EAsy revision: Summary sheets

Do you ever look at a topic you need to learn and think that the amount of information there is is too much and you will never be able to learn it? Creating one piece of paper which summaries a whole topic can be a very satisfying thing to do because it shows that what might have seemed like an overwhelming amount of information isn’t actually so big if you just focus on the most important parts of it.

What are summary sheets?

Summary sheets are basically what they say they are – sheets of paper which summarise a whole topic or module. They just focus on the most important pieces of information such as key words, key dates etc.. They tend to use bullet points rather than long sentences as this makes the information more condensed. If you are a quite a visual learner like I am then you might also like to use different colours and pictures to make it more interesting to look at and to help you to remember the information.

Why use summary sheets for revision?

Summary sheets are a really useful method to use if you are feeling a bit overwhelmed by the amount of information you have to learn. This can happen easily when you have a folder full of notes and a text book full of more information and you just don’t really know where to start with learning it all. By making a summary sheet you can just focus on the most important bits of information and once you have learnt them you can consider learning a few more detailed bits of information which should feel more manageable. The actual process of making a summary sheet is also very helpful for revision. This is because it forces you to look at the ‘big picture’ of a particular topic and focus on the most important parts rather than worrying about very last little detail. By doing this you will need to think about the information you are summarising which should help you to remember it.

What sort of information are they good for?

Summary sheets can be used for any type of information really – every topic you study should be able to be summarised into key points! They can be used to summarise different theories or different historical periods for example.
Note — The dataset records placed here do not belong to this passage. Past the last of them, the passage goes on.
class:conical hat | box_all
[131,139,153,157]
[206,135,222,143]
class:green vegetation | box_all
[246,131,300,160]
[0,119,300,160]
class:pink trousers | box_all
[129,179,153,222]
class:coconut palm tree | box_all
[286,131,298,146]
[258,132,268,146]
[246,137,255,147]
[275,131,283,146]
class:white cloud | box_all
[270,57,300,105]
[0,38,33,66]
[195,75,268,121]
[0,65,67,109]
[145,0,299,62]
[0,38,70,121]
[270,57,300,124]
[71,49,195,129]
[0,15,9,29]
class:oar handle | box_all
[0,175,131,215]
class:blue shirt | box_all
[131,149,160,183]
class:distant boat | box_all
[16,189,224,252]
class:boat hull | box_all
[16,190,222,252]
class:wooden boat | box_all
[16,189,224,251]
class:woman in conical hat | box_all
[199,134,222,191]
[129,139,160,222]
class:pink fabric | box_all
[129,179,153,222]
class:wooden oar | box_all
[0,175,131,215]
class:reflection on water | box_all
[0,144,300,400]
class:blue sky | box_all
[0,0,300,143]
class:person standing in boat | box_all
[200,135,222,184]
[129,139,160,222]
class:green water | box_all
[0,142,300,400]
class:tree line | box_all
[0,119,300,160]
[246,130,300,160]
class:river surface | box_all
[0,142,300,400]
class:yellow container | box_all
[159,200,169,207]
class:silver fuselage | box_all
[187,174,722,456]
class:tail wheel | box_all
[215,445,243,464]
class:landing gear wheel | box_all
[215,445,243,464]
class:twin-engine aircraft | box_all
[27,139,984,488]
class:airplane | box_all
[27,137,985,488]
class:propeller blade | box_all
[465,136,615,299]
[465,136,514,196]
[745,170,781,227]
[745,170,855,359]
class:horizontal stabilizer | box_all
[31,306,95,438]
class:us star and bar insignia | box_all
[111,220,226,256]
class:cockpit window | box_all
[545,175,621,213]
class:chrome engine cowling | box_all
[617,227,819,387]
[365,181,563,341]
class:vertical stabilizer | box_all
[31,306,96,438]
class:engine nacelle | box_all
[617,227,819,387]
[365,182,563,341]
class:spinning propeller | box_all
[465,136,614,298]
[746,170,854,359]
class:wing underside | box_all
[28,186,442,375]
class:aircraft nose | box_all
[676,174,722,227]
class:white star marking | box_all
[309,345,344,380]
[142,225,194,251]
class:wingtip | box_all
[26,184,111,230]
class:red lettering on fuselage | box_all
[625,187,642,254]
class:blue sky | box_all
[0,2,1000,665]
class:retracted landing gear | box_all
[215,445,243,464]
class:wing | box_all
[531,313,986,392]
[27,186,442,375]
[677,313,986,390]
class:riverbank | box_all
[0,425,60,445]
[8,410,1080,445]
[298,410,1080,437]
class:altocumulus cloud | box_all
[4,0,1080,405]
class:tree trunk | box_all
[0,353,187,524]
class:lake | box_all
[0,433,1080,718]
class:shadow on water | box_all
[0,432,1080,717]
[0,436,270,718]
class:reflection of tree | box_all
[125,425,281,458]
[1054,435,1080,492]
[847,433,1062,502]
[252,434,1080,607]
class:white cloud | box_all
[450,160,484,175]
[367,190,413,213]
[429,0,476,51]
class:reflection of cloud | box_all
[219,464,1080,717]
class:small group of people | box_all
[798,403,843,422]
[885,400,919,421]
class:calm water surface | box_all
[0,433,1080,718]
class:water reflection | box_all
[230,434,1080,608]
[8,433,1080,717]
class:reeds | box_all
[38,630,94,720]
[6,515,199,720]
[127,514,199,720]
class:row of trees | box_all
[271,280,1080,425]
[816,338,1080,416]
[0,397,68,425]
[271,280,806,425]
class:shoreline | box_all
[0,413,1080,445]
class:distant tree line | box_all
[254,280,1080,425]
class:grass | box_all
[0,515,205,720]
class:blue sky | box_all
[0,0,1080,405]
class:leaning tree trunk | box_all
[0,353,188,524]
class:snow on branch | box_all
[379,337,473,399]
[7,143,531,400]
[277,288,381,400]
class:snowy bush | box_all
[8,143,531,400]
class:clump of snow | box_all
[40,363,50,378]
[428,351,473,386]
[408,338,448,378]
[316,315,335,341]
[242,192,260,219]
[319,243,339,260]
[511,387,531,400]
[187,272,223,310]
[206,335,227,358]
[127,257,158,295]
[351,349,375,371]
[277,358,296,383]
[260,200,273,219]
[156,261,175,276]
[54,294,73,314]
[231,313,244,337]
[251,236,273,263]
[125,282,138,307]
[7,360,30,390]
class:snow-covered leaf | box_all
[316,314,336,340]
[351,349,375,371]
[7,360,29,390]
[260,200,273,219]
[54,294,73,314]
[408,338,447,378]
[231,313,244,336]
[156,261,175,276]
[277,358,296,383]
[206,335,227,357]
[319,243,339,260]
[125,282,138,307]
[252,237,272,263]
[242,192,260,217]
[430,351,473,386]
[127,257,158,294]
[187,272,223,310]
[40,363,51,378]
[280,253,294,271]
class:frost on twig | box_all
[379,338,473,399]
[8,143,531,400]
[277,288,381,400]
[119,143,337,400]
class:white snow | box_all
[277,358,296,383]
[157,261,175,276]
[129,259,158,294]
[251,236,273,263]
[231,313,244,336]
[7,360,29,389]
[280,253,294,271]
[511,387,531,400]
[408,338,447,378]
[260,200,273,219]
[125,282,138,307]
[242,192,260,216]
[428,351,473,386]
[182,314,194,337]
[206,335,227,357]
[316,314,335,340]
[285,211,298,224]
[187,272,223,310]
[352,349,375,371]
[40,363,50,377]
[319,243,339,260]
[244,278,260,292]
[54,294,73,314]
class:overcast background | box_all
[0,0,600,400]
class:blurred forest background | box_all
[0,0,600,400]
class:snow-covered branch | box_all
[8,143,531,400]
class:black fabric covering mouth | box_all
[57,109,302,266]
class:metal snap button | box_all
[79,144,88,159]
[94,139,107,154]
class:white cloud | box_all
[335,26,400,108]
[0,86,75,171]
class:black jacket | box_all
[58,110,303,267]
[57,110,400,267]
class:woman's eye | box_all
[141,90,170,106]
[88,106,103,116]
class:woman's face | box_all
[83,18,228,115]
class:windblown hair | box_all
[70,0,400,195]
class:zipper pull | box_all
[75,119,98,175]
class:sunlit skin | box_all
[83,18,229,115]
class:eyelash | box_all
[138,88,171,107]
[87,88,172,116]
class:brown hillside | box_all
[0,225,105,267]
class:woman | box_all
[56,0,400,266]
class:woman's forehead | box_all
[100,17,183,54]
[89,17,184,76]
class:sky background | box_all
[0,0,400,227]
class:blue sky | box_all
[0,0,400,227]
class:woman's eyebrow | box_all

How to make a summary sheet

To make a summary sheet you will need a piece of paper (A4 might be good) and a selection of coloured pens (although you could just use one colour if you prefer, I just like to make my notes quite colourful…). You will also need your notes/ textbook. Start by deciding what you want to summarise, you need to pick a topic that is big enough that it will require quite a bit of condensing (there isn’t really any point if it will just end up being a copy of your notes) but not so big it is unmanageable… That is quite vague because it will depend on what you want to do but think about what chapters/ sections your textbooks are divided into and see if that seems like a suitable amount of information. For example in psychology you could create a summary sheet for different topics such as attachment, memory, perception etc.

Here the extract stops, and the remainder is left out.